Que l’argument du « gaspillage » de l’imprimé ne vous influence plus, tant les qualités environnementales du papier sont établies, face à un digital faussement « dématérialisé » (qui représente entre 4/5% de la production mondiale de CO 2).
Toutes les études et mesures de performances environnementales (ACV) imprimé/papier montrent que le papier a fait sa mue responsable alors que le matériel et l’obésité énergétique du digital en sont loin. Il convient aussi de rappeler que le papier « ne détruit pas les forêts ». Au contraire, comme la menuiserie ou la fabrication de meubles, il permet d’entretenir cette ressource naturelle renouvelable : la forêt européenne a doublé en un siècle ! et la fibre de cellulose se recycle jusqu’à 7 fois.
Monsieur le Ministre, l’urgence qui appelle le succès de ce 2nd tour exige à revenir aux fondamentaux de la démocratie ; l’imprimé en constitue l’un de ces piliers.
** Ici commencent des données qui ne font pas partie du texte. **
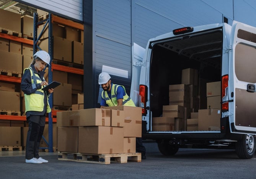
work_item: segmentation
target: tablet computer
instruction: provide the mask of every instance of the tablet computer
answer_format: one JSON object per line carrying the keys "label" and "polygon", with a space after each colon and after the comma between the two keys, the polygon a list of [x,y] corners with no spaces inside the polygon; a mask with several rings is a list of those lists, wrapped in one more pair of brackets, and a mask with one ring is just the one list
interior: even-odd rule
{"label": "tablet computer", "polygon": [[57,81],[53,81],[52,82],[48,84],[47,85],[43,88],[42,89],[44,91],[47,91],[49,89],[52,88],[55,88],[57,86],[60,85],[61,83],[57,82]]}

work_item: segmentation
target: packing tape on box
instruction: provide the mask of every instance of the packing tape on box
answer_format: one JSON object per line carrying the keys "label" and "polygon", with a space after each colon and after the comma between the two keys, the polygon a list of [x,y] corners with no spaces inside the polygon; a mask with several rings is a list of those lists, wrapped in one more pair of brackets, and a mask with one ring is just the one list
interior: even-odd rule
{"label": "packing tape on box", "polygon": [[113,135],[113,127],[110,127],[110,135]]}

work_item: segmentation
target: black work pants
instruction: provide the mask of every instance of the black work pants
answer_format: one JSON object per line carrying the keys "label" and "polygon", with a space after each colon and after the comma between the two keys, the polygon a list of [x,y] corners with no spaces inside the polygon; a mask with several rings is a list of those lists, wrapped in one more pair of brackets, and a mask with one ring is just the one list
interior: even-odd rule
{"label": "black work pants", "polygon": [[39,147],[44,129],[45,119],[45,116],[35,115],[31,115],[27,119],[28,131],[26,144],[26,159],[39,157]]}

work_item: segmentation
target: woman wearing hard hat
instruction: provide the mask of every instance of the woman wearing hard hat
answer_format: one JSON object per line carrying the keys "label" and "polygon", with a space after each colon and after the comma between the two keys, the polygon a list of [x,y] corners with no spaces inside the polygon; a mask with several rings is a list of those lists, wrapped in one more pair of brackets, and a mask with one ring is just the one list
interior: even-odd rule
{"label": "woman wearing hard hat", "polygon": [[21,88],[24,92],[27,121],[28,122],[26,145],[26,163],[42,163],[48,161],[39,155],[40,141],[44,132],[46,113],[51,112],[48,97],[53,89],[47,91],[42,89],[47,85],[44,78],[43,70],[50,65],[50,55],[41,50],[33,56],[30,66],[24,69]]}

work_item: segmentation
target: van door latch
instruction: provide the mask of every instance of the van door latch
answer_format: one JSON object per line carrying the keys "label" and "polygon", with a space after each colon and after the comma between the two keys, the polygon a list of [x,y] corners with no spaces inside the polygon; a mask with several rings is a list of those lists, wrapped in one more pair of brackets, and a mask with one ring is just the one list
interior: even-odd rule
{"label": "van door latch", "polygon": [[255,85],[254,84],[247,84],[247,91],[248,92],[255,92]]}

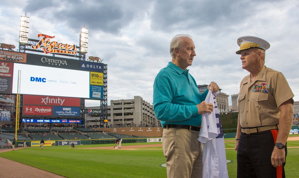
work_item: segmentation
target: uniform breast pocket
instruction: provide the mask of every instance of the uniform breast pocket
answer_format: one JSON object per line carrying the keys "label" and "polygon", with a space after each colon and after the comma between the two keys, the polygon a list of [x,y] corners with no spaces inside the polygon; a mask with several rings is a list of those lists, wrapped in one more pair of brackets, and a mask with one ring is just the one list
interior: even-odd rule
{"label": "uniform breast pocket", "polygon": [[252,94],[251,111],[253,112],[263,113],[267,111],[269,94],[262,92],[254,92]]}
{"label": "uniform breast pocket", "polygon": [[244,111],[245,104],[245,95],[246,93],[240,93],[238,97],[238,109],[239,113],[242,113]]}

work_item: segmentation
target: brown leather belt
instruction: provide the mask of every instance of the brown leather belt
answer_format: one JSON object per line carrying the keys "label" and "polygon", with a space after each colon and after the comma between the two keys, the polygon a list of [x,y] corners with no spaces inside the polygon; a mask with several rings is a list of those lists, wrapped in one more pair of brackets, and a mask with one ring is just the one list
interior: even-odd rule
{"label": "brown leather belt", "polygon": [[277,129],[279,128],[279,125],[274,125],[273,126],[262,126],[259,127],[253,128],[253,129],[241,129],[241,132],[246,133],[246,134],[250,134],[254,133],[259,133],[263,131],[272,130],[273,129]]}
{"label": "brown leather belt", "polygon": [[179,129],[188,129],[190,131],[190,130],[194,130],[199,132],[200,130],[200,127],[198,127],[191,126],[187,126],[187,125],[180,125],[179,124],[167,124],[164,126],[164,129],[168,129],[168,128],[179,128]]}

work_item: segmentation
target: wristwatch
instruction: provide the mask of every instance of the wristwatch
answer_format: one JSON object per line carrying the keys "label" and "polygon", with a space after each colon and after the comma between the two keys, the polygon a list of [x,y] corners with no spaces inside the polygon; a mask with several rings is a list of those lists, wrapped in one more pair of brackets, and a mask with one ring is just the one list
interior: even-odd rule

Dans ces temps d’incertitudes économiques, encourager l’imprimé pour toute campagne électorale, c’est à la fois :
- soutenir la diversité et la pluralité de la presse d’informations qui est fragilisée plus que jamais par le drainage de la publicité digitale,
- pallier le manque de contreparties au pillage des plateformes et la crise de la distribution, remettre la presse papier au centre de la campagne, c’est lui donner un appel d’air indispensable à sa survie,
- maintenir l’écosystème du papier graphique qui malgré les difficultés restent implanté dans les territoires, et propose des emplois de proximité. Consolider ces emplois, c’est aussi participer à cette réindustrialisation que tous les citoyens appellent de leurs vœux.
La démocratie, nous rappelait Jean-Louis Debré, a besoin de ces deux moments essentiels que sont le moment de l’échange et le moment du vote. Ne l’abîmons pas.
Recevez, Monsieur le Ministre, l’expression de notre dévouement pour une planète plus démocratique.